大量のわら(かしら)を持つ子供、それにしてもすごい。 頭を一人で三つも取るなんてすごいなあと思いますし、得意になって持ち歩いているとさえ思えます。
わらを抜かれながら笑顔いっぱいの表情が素敵です。 表情から推察すると中学生かと思われますが、子供たちにわらを抜かれながら笑顔いっぱいの表情、私のお気に入りの一コマでもあります。

水かぶりと言うよりも家々に水かぶせになりますが、追いかける立場では撮影するチャンスが無くなります。撮影できたのは数コマでした。
町中の水かぶり男たち 6 火伏せの水を家にかけます。
町中の水かぶり男たち 7 後ろからの追いかけですが、男たちからわらを引きはがしています。何しろ火伏せのお守りですから、観衆は遠慮はありません。寄ってたかって取り合いますので、全身わらだらけの男たちも裸になっていきます。
お年寄りと水かぶり男 1 デイサービス利用者の皆さんも、子供の頃を思い出して抜き取っています。見ていてものすごくほのぼのとした気持ちになりました。

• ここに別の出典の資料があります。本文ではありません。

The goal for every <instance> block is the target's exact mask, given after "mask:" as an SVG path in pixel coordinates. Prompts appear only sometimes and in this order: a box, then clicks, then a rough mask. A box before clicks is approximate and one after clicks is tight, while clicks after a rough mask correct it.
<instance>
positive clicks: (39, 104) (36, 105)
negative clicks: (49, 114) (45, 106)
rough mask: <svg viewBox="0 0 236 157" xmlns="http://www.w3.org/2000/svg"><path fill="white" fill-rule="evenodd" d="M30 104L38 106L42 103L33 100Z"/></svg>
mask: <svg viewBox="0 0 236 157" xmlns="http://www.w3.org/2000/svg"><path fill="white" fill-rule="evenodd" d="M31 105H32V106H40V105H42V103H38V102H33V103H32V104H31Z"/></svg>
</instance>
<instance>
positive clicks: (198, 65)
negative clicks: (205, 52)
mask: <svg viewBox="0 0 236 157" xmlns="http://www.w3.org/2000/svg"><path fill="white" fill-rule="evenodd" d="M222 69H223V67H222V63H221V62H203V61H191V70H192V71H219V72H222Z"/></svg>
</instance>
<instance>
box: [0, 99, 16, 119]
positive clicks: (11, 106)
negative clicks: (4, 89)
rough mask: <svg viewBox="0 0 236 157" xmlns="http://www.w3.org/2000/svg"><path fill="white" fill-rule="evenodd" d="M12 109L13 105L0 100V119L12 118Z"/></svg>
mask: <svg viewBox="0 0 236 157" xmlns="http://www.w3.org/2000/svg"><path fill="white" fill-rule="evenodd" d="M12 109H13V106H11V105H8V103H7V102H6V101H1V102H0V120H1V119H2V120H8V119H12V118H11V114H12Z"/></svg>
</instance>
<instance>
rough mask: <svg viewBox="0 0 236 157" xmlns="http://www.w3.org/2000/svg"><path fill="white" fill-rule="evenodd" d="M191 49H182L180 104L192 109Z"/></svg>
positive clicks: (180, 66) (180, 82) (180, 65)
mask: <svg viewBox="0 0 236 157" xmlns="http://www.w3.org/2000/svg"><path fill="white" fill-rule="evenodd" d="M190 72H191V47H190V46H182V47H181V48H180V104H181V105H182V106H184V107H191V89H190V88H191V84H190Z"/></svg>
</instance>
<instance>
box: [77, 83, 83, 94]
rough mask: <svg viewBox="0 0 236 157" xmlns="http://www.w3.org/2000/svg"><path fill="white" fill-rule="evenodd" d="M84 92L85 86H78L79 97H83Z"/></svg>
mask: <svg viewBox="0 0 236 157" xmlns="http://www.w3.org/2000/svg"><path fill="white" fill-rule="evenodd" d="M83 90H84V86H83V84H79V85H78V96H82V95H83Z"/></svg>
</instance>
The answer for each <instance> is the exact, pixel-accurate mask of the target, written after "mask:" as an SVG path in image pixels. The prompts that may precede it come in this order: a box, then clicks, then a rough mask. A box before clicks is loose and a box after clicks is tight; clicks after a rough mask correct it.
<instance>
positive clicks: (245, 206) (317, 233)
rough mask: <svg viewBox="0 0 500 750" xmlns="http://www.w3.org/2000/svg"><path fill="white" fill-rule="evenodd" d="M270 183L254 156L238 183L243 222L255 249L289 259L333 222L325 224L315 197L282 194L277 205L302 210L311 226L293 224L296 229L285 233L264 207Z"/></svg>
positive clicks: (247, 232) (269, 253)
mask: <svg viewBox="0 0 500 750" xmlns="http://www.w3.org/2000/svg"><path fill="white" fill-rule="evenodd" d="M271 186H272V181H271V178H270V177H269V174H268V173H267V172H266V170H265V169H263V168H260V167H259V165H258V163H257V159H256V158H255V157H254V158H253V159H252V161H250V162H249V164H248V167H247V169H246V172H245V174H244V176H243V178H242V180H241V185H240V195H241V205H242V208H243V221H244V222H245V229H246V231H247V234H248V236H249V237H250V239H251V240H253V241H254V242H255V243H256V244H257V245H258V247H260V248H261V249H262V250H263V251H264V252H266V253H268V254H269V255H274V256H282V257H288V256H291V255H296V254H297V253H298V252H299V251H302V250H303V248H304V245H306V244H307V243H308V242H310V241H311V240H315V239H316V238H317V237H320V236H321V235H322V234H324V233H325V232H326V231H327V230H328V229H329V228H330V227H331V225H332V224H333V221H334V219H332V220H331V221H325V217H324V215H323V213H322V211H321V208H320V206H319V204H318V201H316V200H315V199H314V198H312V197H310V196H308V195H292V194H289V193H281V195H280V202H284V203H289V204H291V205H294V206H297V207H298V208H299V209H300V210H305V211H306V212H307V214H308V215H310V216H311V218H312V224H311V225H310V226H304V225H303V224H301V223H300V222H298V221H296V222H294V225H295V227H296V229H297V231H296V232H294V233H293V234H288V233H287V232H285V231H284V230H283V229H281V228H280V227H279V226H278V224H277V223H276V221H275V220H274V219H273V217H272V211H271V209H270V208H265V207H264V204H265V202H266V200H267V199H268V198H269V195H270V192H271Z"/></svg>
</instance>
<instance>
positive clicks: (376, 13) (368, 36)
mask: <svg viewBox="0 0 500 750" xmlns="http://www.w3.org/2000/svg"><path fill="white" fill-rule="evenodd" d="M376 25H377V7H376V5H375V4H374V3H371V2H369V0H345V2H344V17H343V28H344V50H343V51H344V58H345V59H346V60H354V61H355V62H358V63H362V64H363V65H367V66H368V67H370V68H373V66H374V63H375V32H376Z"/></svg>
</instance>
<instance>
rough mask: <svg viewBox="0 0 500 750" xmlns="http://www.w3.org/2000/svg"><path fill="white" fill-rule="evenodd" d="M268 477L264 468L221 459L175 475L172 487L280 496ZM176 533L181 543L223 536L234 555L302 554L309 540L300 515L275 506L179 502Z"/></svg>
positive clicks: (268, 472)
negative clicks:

わらを引き抜くお年寄りの表情が笑顔いっぱいであり、抜き取る方も抜かれる男衆も楽しんでいる様子が伺われるからです。
お年寄りと水かぶり男 2 お年寄りと水かぶり男 3


火男(ひょっとこ)とおかめ・・・

水かぶり宿でもちらりと見ましたが、火男(ひょっとこ)とおかめの姿を偶然見かけました。場所は米川小学校が見える近くだったと思います。資料では水かぶりとは別の行動とありましたので、出会ったときは嬉しくなりました。人通りのほとんど無くなった町中を、黒衣にひょっとこの白い面をつけた男性が鐘をたたきながら歩き、その後ろから女装したおかめの面をつけた男性が、バケツを天秤棒で担ぎながら歩きます。

見ていると、待ちかねたようにお年寄りが手にのし袋を持ってやってきます。そばで詳しくは見ていませんが、頂いたご祝儀はバケツに入れられ、バケツには中が見えないようにふたがしてあります。


水かぶりの一団とは別に、鐘を鳴らす墨染僧衣の火男(ひょっとこ)と天秤棒に手桶を担いだ女装のおかめが、家々を訪れてご祝儀を頂く。訪れた家に福をもたらす来訪神といわれ、火男は火の神様の仮のお姿であり、おかめはその相方である。この形態も古くから行われている。
火男とおかめ 1 火男とおかめ・・・

人通りの少ない通りで火男とおかめの二人を見つけました。近くまでは行かず、二人の動きを撮影しました。

家々を回る福をもたらす来訪神、ご祝儀を手にしたお年寄りが近づき、おかめの担ぐ天秤棒のバケツに入れていました。

どのような会話等がなされてのかは不明でした。
火男とおかめ 2 火男とおかめ 3
火男とおかめ 4 火男とおかめ 5
火男とおかめ 6 すれ違いながら見ていましたが、わらを手にした年配男性と笑顔で話しています。和やかな表情であり、賑やかで動的な水かぶりの後から、静かな雰囲気の火伏せが行われていると思いました。
いつもの静けさに戻った町の通り、わらが散らばっています。 いつもの静けさに戻った町の通り、ほとんど誰も見えません。ローアングルで道路を狙いました。あちこちにわらが散らばっています。強風が吹けば飛ばされてしまいそうなわらですが・・・。
家の前のわらを片づける年配の女性。 大慈寺境内に戻る途中でのことです。年配女性が家の前のわらを掃き集めていました。挨拶しながら、「片づけ大変ですね・・」と訪ねたら、「毎年のことですから・・」と返事が返りました。

町の人にとって、火伏せ行事は季節の到来でもあり片づけは当然のことのようでした。

火伏せ祈願・米川の水かぶりわら人形 11:22 境内に戻る・・・

水かぶりを終えた男たちが境内に持ってくると聞いていたので、私も最後の様子を見たくなり境内まで戻りました。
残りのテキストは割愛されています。